Which is not to fault a remix compilation for being uneven—they are as a rule. Even ones that play like artist albums (Ada’s Adaptations Mixtape #1 comes to mind) can’t break free from their disparate origins. And the only skippable track on Reworked/Remixed is a late-model Depeche Mode remix for “Wrong.” Not that Trentemøller doesn’t give it the old college try, building it up it with organic and chemical synth sounds. But the overeager stomp and insistent singing make it into an aggro exercise that calls to mind a bar you don’t want to spend time in.
Source material aside, Trentemøller and his remixers hit the mark most of the time. His remix of Kasper Bjørke’s “Does Not Matter” takes the club out of the original, setting the vocals against a warm electric guitar pattern and spectral percussion that suits the song’s narrative of letting go and heartbreak better than the anxious space of the original. His work on Chimes & Bells’ downer “The Mole” lends a floor to the song’s floating melancholy, turning it into a kind of choral.

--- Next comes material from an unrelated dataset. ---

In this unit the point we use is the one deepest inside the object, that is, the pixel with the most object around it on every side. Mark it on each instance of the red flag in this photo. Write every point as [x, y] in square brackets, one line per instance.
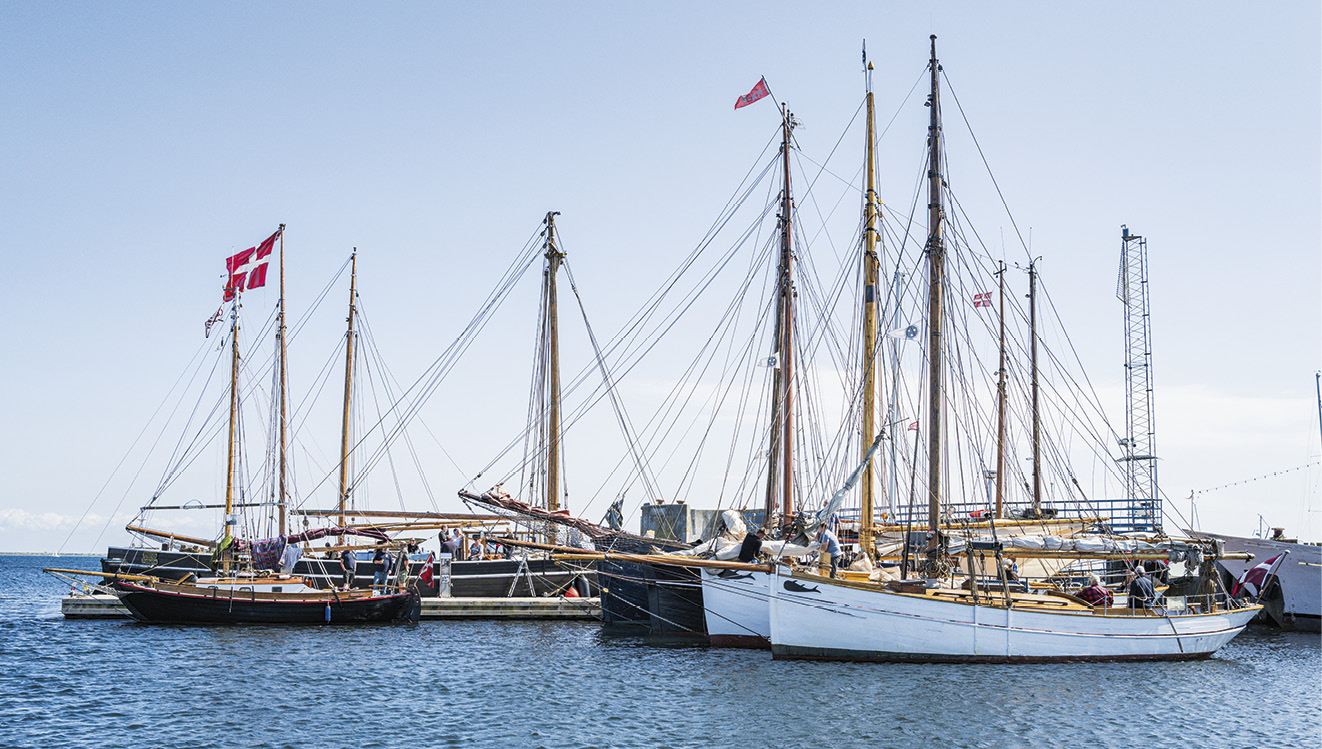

On the other side of the spectrum, his take on Modeselektor and Thom Yorke’s “The White Flash” doesn’t trump the crushing understatement of the original, but teases those vibes out for nearly ten minutes of mid-DJ-set thickness. Pop songs from Mew and Efterklang get similar B+ treatment—even when the vocals are cloying, there’s so much going on around them that it sort of balances out.
Strangely, the remixes of his own material are the forgettable ones. Efterklang’s take on “Tide” is perfectly nice, but it sort of falls in the dead zone between the functional tracks and the experimental ones.
It’s probably redundant to say at this point, but here goes: this is bound to appeal to Trentemøller fans. For those of us who recognize the mastery of The Last Resort but don’t go in for every stylistic peccadillo, it’s more of a curiosity.